I love this story – how God stops someone in his or her tracks and transforms him or her. When you and I have those times when we wonder how God could possibly love us or have good use of us, we can think of Saul-Paul. If it had not been for Paul, I wonder who would have started the Church of Jesus Christ. Paul traveled and traveled and traveled, starting communities of believers as he went. This is in the days of walking or traveling by boat. You may have seen the maps which show his three major trips around the Mediterranean Sea. Paul and his companions nearly die in an awful storm on the sea. He finally makes it to Rome and finds himslef in jail there because of his preaching about Jesus and the salvation he provides. Paul writes rejoicing expressions in his letters to the other churches which he has started – all while he is in jail! “Rejoice in the Lord always, again I say rejoice!”

Between Peter and Paul the church is birthed and flourishes. Even with the small hiccups and through the dark ages, the church has survived. What does that mean for us? Our church and similar churches don’t appear to be thriving. It takes some imagination to think our church would still be serving God another hundered years not to mention a thousand years from now.

A thousand ages in your sight are like an evening gone,
Short as the watch that ends the night before the rising sun.
O God our help in ages past, our hope for years to come,
Still be our God while troubles last, and our eternal home!

A thousand years may be short in God’s eyes but not in our eyes.
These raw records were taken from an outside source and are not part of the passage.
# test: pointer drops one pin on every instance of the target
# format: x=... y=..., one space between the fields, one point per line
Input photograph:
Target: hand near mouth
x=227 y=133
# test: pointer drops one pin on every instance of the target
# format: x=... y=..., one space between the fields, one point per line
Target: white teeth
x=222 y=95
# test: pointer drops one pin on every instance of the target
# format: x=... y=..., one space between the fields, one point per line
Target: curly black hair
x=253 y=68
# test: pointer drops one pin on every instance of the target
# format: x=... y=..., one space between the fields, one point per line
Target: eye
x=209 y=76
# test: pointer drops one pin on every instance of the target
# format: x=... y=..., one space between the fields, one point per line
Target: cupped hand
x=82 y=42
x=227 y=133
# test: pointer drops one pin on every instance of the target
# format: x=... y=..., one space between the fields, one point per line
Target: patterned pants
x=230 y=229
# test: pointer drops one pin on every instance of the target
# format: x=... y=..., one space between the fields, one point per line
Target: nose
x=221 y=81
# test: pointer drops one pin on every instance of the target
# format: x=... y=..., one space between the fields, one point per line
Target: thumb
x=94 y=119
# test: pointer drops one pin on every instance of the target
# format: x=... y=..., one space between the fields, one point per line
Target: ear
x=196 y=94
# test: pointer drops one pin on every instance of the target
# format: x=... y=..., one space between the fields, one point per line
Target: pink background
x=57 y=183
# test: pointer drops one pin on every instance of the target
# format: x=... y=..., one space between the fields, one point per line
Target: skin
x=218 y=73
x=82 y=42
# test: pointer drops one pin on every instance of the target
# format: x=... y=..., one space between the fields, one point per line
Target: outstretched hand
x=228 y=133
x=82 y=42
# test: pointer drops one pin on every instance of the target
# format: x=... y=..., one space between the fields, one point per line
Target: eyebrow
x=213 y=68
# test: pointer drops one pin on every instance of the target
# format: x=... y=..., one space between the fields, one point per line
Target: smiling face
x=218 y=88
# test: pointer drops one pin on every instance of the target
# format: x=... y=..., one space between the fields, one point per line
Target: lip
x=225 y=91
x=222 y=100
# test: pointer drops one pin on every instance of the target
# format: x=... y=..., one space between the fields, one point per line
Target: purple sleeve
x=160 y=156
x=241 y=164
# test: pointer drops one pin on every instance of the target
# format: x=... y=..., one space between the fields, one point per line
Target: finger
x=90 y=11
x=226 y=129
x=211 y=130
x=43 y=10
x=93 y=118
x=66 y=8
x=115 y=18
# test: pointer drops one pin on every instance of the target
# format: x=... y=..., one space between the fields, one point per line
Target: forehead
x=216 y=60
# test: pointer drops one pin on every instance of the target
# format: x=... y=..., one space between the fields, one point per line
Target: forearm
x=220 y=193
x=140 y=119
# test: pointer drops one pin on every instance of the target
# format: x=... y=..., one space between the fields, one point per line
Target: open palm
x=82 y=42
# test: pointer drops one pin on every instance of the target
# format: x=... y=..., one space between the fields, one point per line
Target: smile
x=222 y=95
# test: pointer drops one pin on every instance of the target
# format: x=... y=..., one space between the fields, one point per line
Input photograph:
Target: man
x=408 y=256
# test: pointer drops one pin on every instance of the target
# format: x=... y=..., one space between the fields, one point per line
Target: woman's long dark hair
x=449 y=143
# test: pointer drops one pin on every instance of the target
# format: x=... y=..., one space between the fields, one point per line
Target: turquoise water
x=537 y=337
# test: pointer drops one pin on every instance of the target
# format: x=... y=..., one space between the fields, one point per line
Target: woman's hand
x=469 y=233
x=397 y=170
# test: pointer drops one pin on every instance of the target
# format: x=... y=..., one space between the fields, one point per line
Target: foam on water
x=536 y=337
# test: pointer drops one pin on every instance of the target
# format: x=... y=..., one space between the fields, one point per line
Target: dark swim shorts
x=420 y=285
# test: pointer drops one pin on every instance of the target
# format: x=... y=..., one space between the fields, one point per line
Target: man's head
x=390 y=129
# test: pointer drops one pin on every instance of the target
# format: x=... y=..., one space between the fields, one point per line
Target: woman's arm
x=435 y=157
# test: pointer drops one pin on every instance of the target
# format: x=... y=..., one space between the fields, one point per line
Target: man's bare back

A thousand years is beyond our perception. I perceive that our place in history is now. We are not responsible for a thousand years from now. That will be someone else’s charge from the Lord. We are now. We can’t change history but we can learn from it. We could default on our responsibility. We could stay home on Sundays; we could keep our money for ourselves. We could say “the heck with it!” But God would come calling us as he called Ananias to take courage and have faith and go to this monster amed Saul. Today we have other monsters but God will take care of them. We just need to do what God says.

How do we know what God wants us to do? Not many of us are privileged to hear Jesus’ voice coming from the sky. But God speaks to me by putting a very strong thought in my head and it reaches my heart. And I say, “Where did that come from?” How does God direct you? We need open minds. We need to be pliable. Even when we are in our eighties, God may have a task for us. “Go Ananias, go!” Even when we are one hundred, “Go Zion UCC in Womelsdorf, go!”